Each line in deob_index.log is a key-value pair describing a single parsing error.
DIAGNOSTICS
These are the parsing error codes reported in 'deob_index.log'.
Package errors
PKG_NAME
-
couldn't find the name of the package
SYNOPSIS
-
couldn't find the synopsis
DESC
-
couldn't find the description
METHODS
-
couldn't find any methods
PKG_DUP
-
This package name occurs more than once
Method errors
FUNCTION
-
couldn't find the function description
EXAMPLE
-
couldn't find the example
ARGS
-
couldn't find the method's arguments
USAGE
-
couldn't find the usage statement
RETURNS
-
couldn't find the return values
FREEFORM
-
This method's documentation doesn't conform to the BioPerl standard of having clearly-labeled fields for title, function, example, args, usage, and returns.
METH_DUP
-
This method name occurs more than once
CONFIGURATION AND ENVIRONMENT
This software requires:
- A working installation of the Berkeley DB
-
The Berkeley DB comes standard with most UNIX distributions, so you may already have it installed. See http://www.sleepycat.com for more information.
- BioPerl
-
deob_index.pl recursively navigates a directory of BioPerl modules. Note that the BioPerl module directory need not be "installed"; any old location will do. See http://www.bioperl.org for the latest version.
DEPENDENCIES
INCOMPATIBILITIES
None reported.
BUGS AND LIMITATIONS
No bugs have been reported.
deob_index.pl currently expects the sections of POD in a BioPerl module to be in a particular order, namely: NAME, SYNOPSIS, DESCRIPTION, CONSTRUCTORS, ... , APPENDIX. Those sections are expected to be marked with =head1 POD tags, and the documentation for each method is expected to be in =head2 sections in the APPENDIX. The order of SYNOPSIS and DESCRIPTION can be flipped, but this behavior should not be taken as encouragement to do so.

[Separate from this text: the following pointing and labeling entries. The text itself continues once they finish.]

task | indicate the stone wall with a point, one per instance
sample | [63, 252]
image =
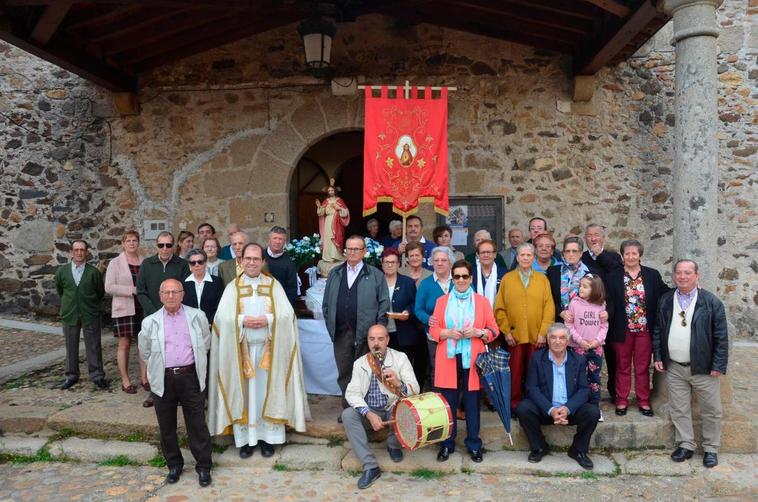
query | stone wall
[218, 136]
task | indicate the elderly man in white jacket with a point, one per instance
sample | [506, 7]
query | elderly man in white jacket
[174, 342]
[379, 379]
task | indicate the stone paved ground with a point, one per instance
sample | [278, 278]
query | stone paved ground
[17, 345]
[88, 482]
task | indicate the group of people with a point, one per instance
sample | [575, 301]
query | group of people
[219, 321]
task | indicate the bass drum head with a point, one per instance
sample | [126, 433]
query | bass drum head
[407, 425]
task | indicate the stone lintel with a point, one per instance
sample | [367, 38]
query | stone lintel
[584, 87]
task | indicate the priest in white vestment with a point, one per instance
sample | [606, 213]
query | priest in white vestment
[256, 383]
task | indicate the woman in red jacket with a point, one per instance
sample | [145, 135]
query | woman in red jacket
[464, 323]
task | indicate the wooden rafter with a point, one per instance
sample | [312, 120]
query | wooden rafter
[616, 8]
[64, 54]
[49, 22]
[616, 39]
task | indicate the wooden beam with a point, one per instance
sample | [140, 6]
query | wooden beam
[526, 38]
[62, 53]
[521, 14]
[569, 8]
[49, 22]
[207, 39]
[615, 40]
[166, 30]
[612, 6]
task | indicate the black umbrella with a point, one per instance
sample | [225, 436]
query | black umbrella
[496, 380]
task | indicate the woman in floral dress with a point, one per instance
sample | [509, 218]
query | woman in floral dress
[633, 295]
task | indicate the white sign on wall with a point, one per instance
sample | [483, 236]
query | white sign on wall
[152, 228]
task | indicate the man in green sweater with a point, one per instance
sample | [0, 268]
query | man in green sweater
[81, 289]
[156, 269]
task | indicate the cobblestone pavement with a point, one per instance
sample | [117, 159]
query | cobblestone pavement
[17, 345]
[87, 482]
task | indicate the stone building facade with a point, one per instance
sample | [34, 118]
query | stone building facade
[218, 135]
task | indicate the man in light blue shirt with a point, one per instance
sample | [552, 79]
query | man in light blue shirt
[557, 392]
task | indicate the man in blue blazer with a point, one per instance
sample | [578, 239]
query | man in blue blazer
[557, 393]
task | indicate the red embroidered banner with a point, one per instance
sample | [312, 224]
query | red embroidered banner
[405, 151]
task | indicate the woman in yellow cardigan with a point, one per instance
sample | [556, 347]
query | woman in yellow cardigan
[524, 310]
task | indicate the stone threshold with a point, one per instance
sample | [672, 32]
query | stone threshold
[421, 463]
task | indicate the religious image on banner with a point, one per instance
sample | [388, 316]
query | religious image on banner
[405, 151]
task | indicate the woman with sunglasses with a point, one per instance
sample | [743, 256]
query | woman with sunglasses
[633, 294]
[201, 289]
[464, 324]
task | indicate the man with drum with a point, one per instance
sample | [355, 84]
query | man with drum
[379, 379]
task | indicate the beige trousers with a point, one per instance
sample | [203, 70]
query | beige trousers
[707, 389]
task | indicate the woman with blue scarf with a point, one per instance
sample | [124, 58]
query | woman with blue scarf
[464, 324]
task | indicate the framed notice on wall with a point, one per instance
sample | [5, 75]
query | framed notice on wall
[469, 214]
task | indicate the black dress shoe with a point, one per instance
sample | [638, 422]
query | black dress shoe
[681, 454]
[70, 382]
[581, 459]
[267, 450]
[204, 478]
[710, 459]
[648, 412]
[535, 456]
[368, 477]
[396, 454]
[174, 473]
[100, 383]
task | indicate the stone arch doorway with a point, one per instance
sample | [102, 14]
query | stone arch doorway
[338, 156]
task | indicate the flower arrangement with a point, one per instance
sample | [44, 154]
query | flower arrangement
[373, 252]
[304, 251]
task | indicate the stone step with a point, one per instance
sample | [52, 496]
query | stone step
[119, 415]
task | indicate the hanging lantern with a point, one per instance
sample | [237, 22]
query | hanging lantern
[317, 35]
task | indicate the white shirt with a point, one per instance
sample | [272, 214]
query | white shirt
[199, 285]
[352, 273]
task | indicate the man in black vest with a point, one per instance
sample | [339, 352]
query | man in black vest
[356, 298]
[279, 263]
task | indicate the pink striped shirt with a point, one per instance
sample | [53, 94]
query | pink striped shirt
[178, 344]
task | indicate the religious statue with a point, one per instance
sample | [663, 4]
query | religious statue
[333, 217]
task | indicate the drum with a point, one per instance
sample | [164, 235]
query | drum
[422, 419]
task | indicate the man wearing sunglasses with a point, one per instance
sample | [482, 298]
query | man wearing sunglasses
[156, 269]
[690, 343]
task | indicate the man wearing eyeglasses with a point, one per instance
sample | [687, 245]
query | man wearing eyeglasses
[153, 271]
[174, 342]
[156, 269]
[256, 385]
[690, 343]
[355, 299]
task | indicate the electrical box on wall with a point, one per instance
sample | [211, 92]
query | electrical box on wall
[152, 228]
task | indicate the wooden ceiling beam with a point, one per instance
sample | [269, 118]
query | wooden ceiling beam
[64, 54]
[569, 8]
[211, 38]
[524, 14]
[49, 22]
[103, 18]
[615, 39]
[616, 8]
[525, 38]
[150, 34]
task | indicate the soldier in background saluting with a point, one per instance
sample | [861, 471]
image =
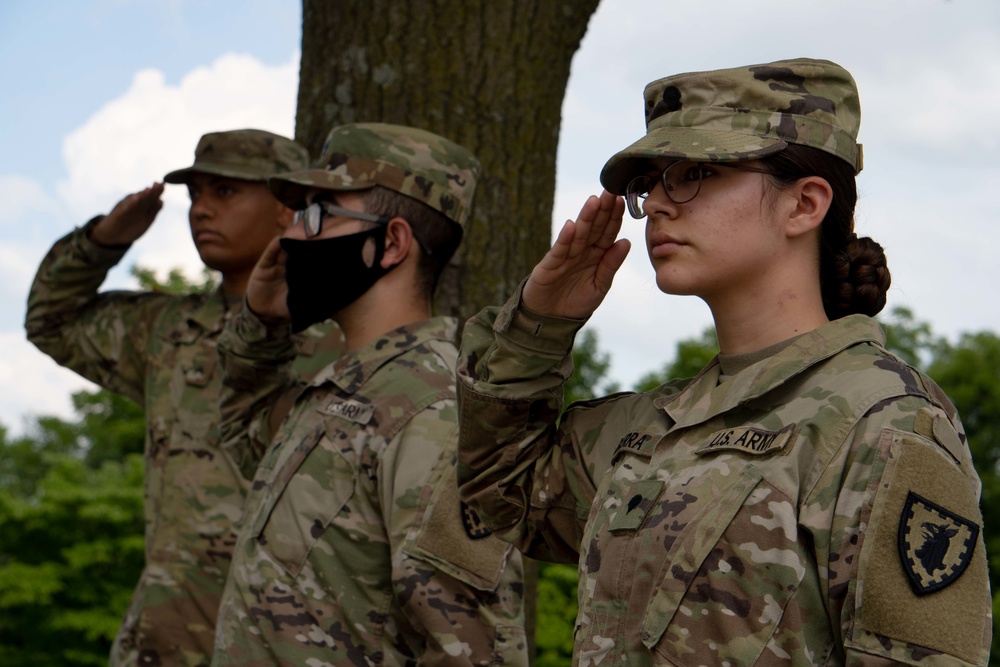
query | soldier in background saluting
[354, 548]
[158, 349]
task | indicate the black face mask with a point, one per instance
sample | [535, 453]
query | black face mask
[325, 276]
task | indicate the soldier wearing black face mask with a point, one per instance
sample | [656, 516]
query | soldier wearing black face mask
[353, 534]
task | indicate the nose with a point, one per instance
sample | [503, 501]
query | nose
[200, 209]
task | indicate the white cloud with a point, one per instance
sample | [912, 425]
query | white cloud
[20, 196]
[31, 384]
[153, 127]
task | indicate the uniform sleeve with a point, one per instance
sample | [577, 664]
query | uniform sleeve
[102, 336]
[907, 563]
[530, 474]
[256, 360]
[458, 586]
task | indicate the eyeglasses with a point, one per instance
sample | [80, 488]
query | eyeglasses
[312, 216]
[681, 183]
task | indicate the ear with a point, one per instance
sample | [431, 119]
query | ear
[398, 242]
[809, 200]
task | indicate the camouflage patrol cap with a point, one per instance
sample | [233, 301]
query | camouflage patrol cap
[414, 162]
[250, 155]
[744, 113]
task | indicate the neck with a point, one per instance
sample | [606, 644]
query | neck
[234, 284]
[758, 316]
[389, 304]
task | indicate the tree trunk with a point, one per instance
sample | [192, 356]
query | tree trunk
[489, 75]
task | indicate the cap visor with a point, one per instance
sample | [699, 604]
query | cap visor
[683, 143]
[291, 188]
[184, 175]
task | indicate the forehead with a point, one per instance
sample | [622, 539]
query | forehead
[334, 196]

Most, but not all BioPerl modules conform to this standard. Those that do not will cause deob_index.pl to report them as errors. Although the consistency of this standard is desirable for end-users of the documentation, this code probably needs to be a little bit more flexible (patches welcome!).
This software has only been tested in a UNIX environment.
FEEDBACK
Mailing Lists
User feedback is an integral part of the evolution of this and other Bioperl modules. Send your comments and suggestions preferably to one of the Bioperl mailing lists. Your participation is much appreciated.
bioperl-l@bioperl.org - General discussion
http://www.bioperl.org/wiki/Mailing_lists - About the mailing lists
Reporting Bugs
Report bugs to the Bioperl bug tracking system to help us keep track the bugs and their resolution. Bug reports can be submitted via the web:
http://bugzilla.bioperl.org/
SEE ALSO
Deobfuscator, deob_interface.cgi, deob_detail.cgi
AUTHOR
Dave Messina <dave-pause@davemessina.net>
CONTRIBUTORS
ACKNOWLEDGMENTS
This software was developed originally at the Cold Spring Harbor Laboratory's Advanced Bioinformatics Course between Oct 12-25, 2005. Many thanks to David Curiel, who provided much-needed guidance and assistance on this project.
LICENSE AND COPYRIGHT
Copyright (C) 2005-6 Laura Kavanaugh and Dave Messina. All Rights Reserved.
This module is free software; you may redistribute it and/or modify it under the same terms as Perl itself. See perlartistic.
DISCLAIMER
This software is provided "as is" without warranty of any kind.